Almanya’da sokak satın aldılar: Sevindik kardeşler mücadelede kararlı
Almanya’da bir sokak satın alan Aziz ve Yıldırım Sevindik kardeşlerin başına gelmeyen kalmadı. “Gaspedilen hakkımızı almak için mücadeleye devam “ diyen Sevindik kardeşler ötekileştirici ve önyargılı muameleye maruz kalmalarında ise göçmen kökenli olmalarının etkili olduğunu dile getirdiler.
Her şey geçen yıl yani geçtiğimiz temmuz ayında Rheinlandpfalz eyaletine bağlı Zweibrücken şehrinde açık artırma yoluyla satışa çıkarılan Siebenpfeiffer sokağını noter huzurunda en yüksek teklifi vererek satın almalarıyla başladı.
Sevindik kardeşler Siebenpfeiffer Sokağı’nı satın aldıktan sonra kamusal alanda başlayan tartışmada medyanın tek taraflı ve asılsız haber yapmasının mağduru olduklarını söylediler.

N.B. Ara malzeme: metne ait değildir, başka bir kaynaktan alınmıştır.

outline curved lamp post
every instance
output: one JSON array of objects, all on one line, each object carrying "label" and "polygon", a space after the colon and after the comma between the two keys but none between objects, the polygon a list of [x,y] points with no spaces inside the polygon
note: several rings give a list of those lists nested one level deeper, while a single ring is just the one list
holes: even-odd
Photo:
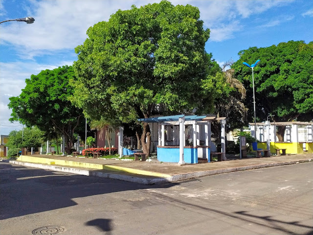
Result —
[{"label": "curved lamp post", "polygon": [[254,138],[256,141],[256,116],[255,115],[255,96],[254,96],[254,78],[253,78],[253,68],[258,65],[260,63],[260,60],[257,60],[254,64],[252,64],[250,65],[249,64],[246,62],[243,63],[247,67],[251,68],[252,69],[252,84],[253,86],[253,107],[254,108]]},{"label": "curved lamp post", "polygon": [[19,18],[16,19],[15,20],[8,20],[7,21],[3,21],[0,22],[0,24],[3,22],[7,22],[8,21],[23,21],[27,24],[32,24],[35,21],[35,20],[32,17],[26,17],[26,18]]}]

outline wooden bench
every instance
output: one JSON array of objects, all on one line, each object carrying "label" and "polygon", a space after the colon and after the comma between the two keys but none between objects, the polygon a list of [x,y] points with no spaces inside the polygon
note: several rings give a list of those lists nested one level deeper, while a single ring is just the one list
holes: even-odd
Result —
[{"label": "wooden bench", "polygon": [[213,161],[213,157],[214,155],[217,155],[218,162],[222,162],[223,161],[223,159],[222,158],[222,153],[217,153],[215,152],[211,152],[210,153],[210,156],[211,157],[211,162]]},{"label": "wooden bench", "polygon": [[139,161],[138,157],[141,157],[141,162],[146,161],[146,154],[142,153],[134,153],[134,155],[135,156],[135,159],[134,161]]},{"label": "wooden bench", "polygon": [[280,155],[280,150],[282,150],[282,155],[286,155],[286,150],[287,148],[275,148],[276,154],[277,156]]},{"label": "wooden bench", "polygon": [[257,158],[262,158],[262,152],[264,152],[264,157],[270,157],[270,152],[269,152],[269,150],[268,149],[262,149],[261,150],[256,150],[257,154],[256,156]]},{"label": "wooden bench", "polygon": [[101,153],[92,153],[93,155],[93,158],[98,158],[99,157],[101,156]]}]

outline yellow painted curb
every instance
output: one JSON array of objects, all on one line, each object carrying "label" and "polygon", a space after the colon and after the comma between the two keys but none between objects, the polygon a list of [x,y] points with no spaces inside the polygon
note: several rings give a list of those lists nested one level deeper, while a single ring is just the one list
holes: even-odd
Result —
[{"label": "yellow painted curb", "polygon": [[83,168],[90,168],[91,169],[103,169],[103,165],[102,164],[94,164],[93,163],[80,163],[72,161],[61,160],[51,158],[38,158],[30,156],[21,155],[17,159],[21,162],[27,162],[32,163],[42,163],[44,164],[50,164],[49,163],[54,162],[54,164],[66,165],[68,166],[78,166]]},{"label": "yellow painted curb", "polygon": [[155,176],[156,177],[169,178],[172,176],[167,174],[162,173],[155,172],[153,171],[148,171],[147,170],[139,170],[138,169],[133,169],[132,168],[123,167],[116,165],[103,165],[103,169],[118,170],[119,171],[124,171],[124,172],[131,173],[133,174],[138,174],[139,175],[144,175],[149,176]]},{"label": "yellow painted curb", "polygon": [[109,170],[117,171],[122,171],[132,174],[147,175],[148,176],[155,176],[161,178],[169,178],[172,176],[167,174],[148,171],[147,170],[133,169],[132,168],[123,167],[116,165],[104,165],[103,164],[95,164],[93,163],[81,163],[72,161],[61,160],[45,158],[38,158],[30,156],[21,155],[17,159],[21,162],[27,162],[32,163],[42,163],[47,164],[56,164],[68,166],[78,166],[83,168],[89,168],[91,169],[97,169],[99,170]]}]

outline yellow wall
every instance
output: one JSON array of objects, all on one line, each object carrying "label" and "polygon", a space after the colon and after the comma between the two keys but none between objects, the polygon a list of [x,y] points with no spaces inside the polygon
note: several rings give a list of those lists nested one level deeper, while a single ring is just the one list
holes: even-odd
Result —
[{"label": "yellow wall", "polygon": [[313,153],[313,143],[306,143],[305,148],[309,153]]},{"label": "yellow wall", "polygon": [[[276,148],[286,148],[286,153],[297,154],[303,153],[302,143],[298,142],[270,142],[269,143],[270,151],[272,153],[276,153]],[[267,149],[266,142],[258,143],[258,148]],[[307,150],[309,153],[313,152],[313,143],[307,143]]]}]

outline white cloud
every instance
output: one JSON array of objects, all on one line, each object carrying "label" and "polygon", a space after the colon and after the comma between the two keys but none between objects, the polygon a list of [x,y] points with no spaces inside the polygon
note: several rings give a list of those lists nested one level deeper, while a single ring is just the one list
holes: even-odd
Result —
[{"label": "white cloud", "polygon": [[227,25],[211,28],[209,40],[213,42],[221,42],[232,38],[234,37],[234,32],[241,31],[242,28],[243,26],[240,25],[238,21]]},{"label": "white cloud", "polygon": [[283,17],[282,16],[280,16],[280,17],[276,18],[275,19],[272,20],[266,24],[259,25],[258,27],[261,28],[264,27],[273,27],[281,24],[288,21],[290,21],[294,18],[294,17],[293,16],[284,16]]},{"label": "white cloud", "polygon": [[21,90],[25,87],[25,79],[30,78],[31,74],[37,74],[44,70],[53,70],[59,66],[71,65],[72,61],[60,61],[55,65],[38,64],[35,62],[0,63],[0,134],[7,135],[21,127],[15,126],[19,123],[11,123],[9,121],[11,110],[7,107],[9,98],[19,95]]},{"label": "white cloud", "polygon": [[306,11],[305,13],[302,14],[302,16],[306,16],[313,17],[313,9],[309,10],[308,11]]},{"label": "white cloud", "polygon": [[[1,25],[1,40],[16,47],[21,56],[27,55],[30,58],[49,51],[73,49],[83,43],[89,27],[100,21],[108,20],[118,9],[130,9],[133,4],[139,7],[159,1],[32,0],[28,13],[30,14],[29,16],[34,17],[35,23],[26,24],[23,22],[14,22]],[[233,37],[235,32],[241,30],[237,27],[238,22],[243,18],[248,17],[252,14],[263,12],[271,7],[287,4],[286,1],[282,0],[173,0],[172,2],[174,4],[190,4],[198,6],[205,27],[211,29],[211,40],[216,41]],[[35,10],[32,12],[30,9]]]}]

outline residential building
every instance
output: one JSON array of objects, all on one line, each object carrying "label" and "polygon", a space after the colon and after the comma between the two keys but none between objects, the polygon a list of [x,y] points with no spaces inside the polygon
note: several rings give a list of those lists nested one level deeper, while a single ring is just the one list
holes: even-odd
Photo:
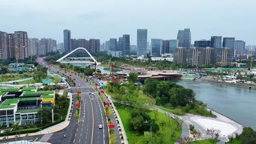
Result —
[{"label": "residential building", "polygon": [[215,51],[214,49],[210,47],[206,47],[204,56],[205,61],[204,62],[204,64],[214,64],[214,56]]},{"label": "residential building", "polygon": [[178,64],[186,64],[187,50],[185,47],[178,47],[174,52],[174,62]]},{"label": "residential building", "polygon": [[144,56],[144,58],[147,56],[147,29],[137,29],[137,56]]},{"label": "residential building", "polygon": [[117,50],[123,51],[123,37],[120,37],[118,38],[118,42],[117,43]]},{"label": "residential building", "polygon": [[178,40],[178,46],[189,48],[191,46],[191,33],[189,28],[178,30],[177,39]]},{"label": "residential building", "polygon": [[173,53],[174,50],[178,47],[178,40],[169,40],[169,53]]},{"label": "residential building", "polygon": [[197,68],[202,67],[205,62],[204,47],[196,47],[189,49],[187,54],[187,66],[195,66]]},{"label": "residential building", "polygon": [[211,47],[211,40],[201,40],[195,41],[194,46],[198,47]]},{"label": "residential building", "polygon": [[221,46],[222,37],[221,36],[212,36],[211,37],[211,47],[214,48],[215,50],[217,48],[222,47]]},{"label": "residential building", "polygon": [[8,34],[0,31],[0,59],[9,58],[9,47],[8,46]]},{"label": "residential building", "polygon": [[109,39],[109,50],[118,51],[117,38]]},{"label": "residential building", "polygon": [[28,38],[28,55],[37,55],[39,52],[39,46],[38,38]]},{"label": "residential building", "polygon": [[151,39],[151,53],[152,56],[160,56],[162,53],[162,40],[160,38]]},{"label": "residential building", "polygon": [[89,41],[89,52],[98,53],[100,52],[100,41],[99,39],[91,38]]},{"label": "residential building", "polygon": [[63,31],[64,53],[68,53],[72,51],[71,31],[69,29]]},{"label": "residential building", "polygon": [[242,40],[235,40],[234,41],[234,48],[236,54],[243,54],[245,53],[245,41]]},{"label": "residential building", "polygon": [[233,51],[231,48],[218,48],[216,50],[216,64],[221,67],[230,65],[233,55]]},{"label": "residential building", "polygon": [[[43,107],[52,110],[55,91],[38,92],[37,88],[0,89],[0,125],[11,127],[38,122],[38,111]],[[53,113],[52,113],[53,116]]]},{"label": "residential building", "polygon": [[169,53],[169,40],[163,40],[162,51],[161,54]]},{"label": "residential building", "polygon": [[130,54],[130,35],[123,35],[123,55],[129,55]]},{"label": "residential building", "polygon": [[234,37],[224,37],[223,38],[223,47],[231,48],[234,50]]}]

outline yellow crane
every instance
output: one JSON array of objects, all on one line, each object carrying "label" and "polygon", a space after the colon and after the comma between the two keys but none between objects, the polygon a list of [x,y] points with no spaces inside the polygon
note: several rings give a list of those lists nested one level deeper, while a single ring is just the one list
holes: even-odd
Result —
[{"label": "yellow crane", "polygon": [[16,67],[18,67],[18,63],[19,63],[19,48],[22,47],[27,47],[27,46],[0,46],[0,47],[14,47],[14,52],[15,52],[15,60],[16,62]]}]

Alman medyasının yansıttığı gibi sokak sakinleri ile en ufak bir sürtüşme ya da çatışma yaşanmadığını, hiçbir şekilde kimseyi tehdit etmediklerini ya da baskı yapmadıklarını, medyanın tek taraflı olarak birtakım kişi ve kurumların desteğini de alarak yaptıkları tek taraflı haberlerle sokak sakinlerinin tedirgin olmasına sebep olduklarını ifade ettiler ve bütün bu yansıtılan bilgi kirliliği ve tezviratta göçmen kökenli bir aile olmalarının etkisinin olduğuna inandıklarını anlattılar.
ALMAN MEDYA DEVLERİNİN TARAFLI BOMBARDIMANI MI?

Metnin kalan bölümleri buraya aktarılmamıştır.